Vicky Tsilas, IRS Branch 5 chief
“The 2008 regulations permitted quite a bit of flexibility,” IRS Branch 5 chief Vicky Tsilas. “I would argue these regulations – as they get finalized or re-proposed, whatever it is – will permit even greater flexibility in response to comments received over the years.”

On the same panel with Tsilas, Mike Bailey, a lawyer at Foley & Lardner in Chicago, noted that the new issue price rules provide no guidance about whether they are to be applied to many tax requirements that bond lawyers have historically complied with using issue price rules. These include the 2% limitation on issuance costs for private activity bonds, the requirement that at least 95% of the net proceeds of qualified exempt-facility bonds be spent on a project’s capital costs, and the 5% limit on private use for 501(c)(3) bonds for nonprofits.

Tsilas told Bailey that those issues will be addressed by another regulatory project, according to Tax Notes.

The public approval requirements for PABs are in the Tax Equity and Fiscal Responsibility Act (TEFRA) of 1982. The act said that for PABs, including 501(c)(3) bonds for nonprofits, to be tax-exempt the state or local government issuing the bonds or the borrower of the proceeds would have to approve them. The PABs would be treated as approved if either residents voted for them in a referendum or an elected representative approved them after a public hearing was announced and held. The Treasury and IRS published temporary rules in 1983 to implement the TEFRA provisions.

The tax-writing agencies then proposed rules in September 2008 to update, streamline and simplify those temporary rules. The proposed rules were generally supported at the time and Treasury officials expected them to be quickly finalized. Whereas the existing rules had required a very specific and detailed description of the facility to be bond-financed, the proposed rules would allow a general reference to the type of facility for which bonds were being issued.

The proposed rules also would allow a government or its authority to cancel a hearing if, after timely notice of the hearing, no one had asked to participate in it. They allowed the government to post notice of the hearing on its website. Some community and labor groups claimed the proposed rules claiming they would come close to removing public input from the process of issuing PABs. Nine years later, the proposed rules have still not been finalized.

The National Association of Bond Lawyers in June 2015 submitted recommendations to Treasury and the IRS on ways to further streamline, modernize and clarify the public approval requirements from those proposed in 2008.

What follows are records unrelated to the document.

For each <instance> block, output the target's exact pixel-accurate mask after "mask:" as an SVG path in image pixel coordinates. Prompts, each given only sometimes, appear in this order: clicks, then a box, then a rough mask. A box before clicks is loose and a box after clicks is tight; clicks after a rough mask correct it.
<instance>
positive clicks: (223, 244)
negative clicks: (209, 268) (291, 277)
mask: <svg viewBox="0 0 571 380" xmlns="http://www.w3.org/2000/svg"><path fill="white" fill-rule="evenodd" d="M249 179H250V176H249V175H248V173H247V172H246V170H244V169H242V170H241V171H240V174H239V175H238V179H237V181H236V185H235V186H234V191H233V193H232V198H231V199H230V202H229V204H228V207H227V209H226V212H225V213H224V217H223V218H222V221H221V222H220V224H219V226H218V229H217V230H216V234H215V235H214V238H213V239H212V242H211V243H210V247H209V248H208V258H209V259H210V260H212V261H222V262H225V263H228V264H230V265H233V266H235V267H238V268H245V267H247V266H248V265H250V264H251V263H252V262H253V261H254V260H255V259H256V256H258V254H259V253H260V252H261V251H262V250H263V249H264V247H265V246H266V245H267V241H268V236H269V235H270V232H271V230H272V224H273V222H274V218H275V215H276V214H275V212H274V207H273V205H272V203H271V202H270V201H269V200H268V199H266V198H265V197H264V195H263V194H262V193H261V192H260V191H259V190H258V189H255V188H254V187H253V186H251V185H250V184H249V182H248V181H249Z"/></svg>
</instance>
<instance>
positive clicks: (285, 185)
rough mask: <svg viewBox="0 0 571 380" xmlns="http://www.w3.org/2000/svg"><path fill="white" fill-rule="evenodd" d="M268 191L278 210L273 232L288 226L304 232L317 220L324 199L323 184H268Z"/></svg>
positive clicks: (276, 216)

"The TEFRA public approval requirement is arguably one of the more burdensome requirements for tax exemption," NABL said in the letter. "NABL believes that ways in which the requirement may be made less burdensome to issuers and conduit borrowers, while still achieving the underlying objectives of the requirement, should continually be reassessed, with deference given to how state and local governments carry out their day-to-day operations and with recognition of technological advances as tools for implementation."

NABL made several specific recommendations including that the final rules allow PAB proceeds to be used for working capital without the public notice specifically mentioning that. It also said that the issuer should be allowed to provide a notice of cancellation of a hearing on its website in the same manner that it posts other public notices.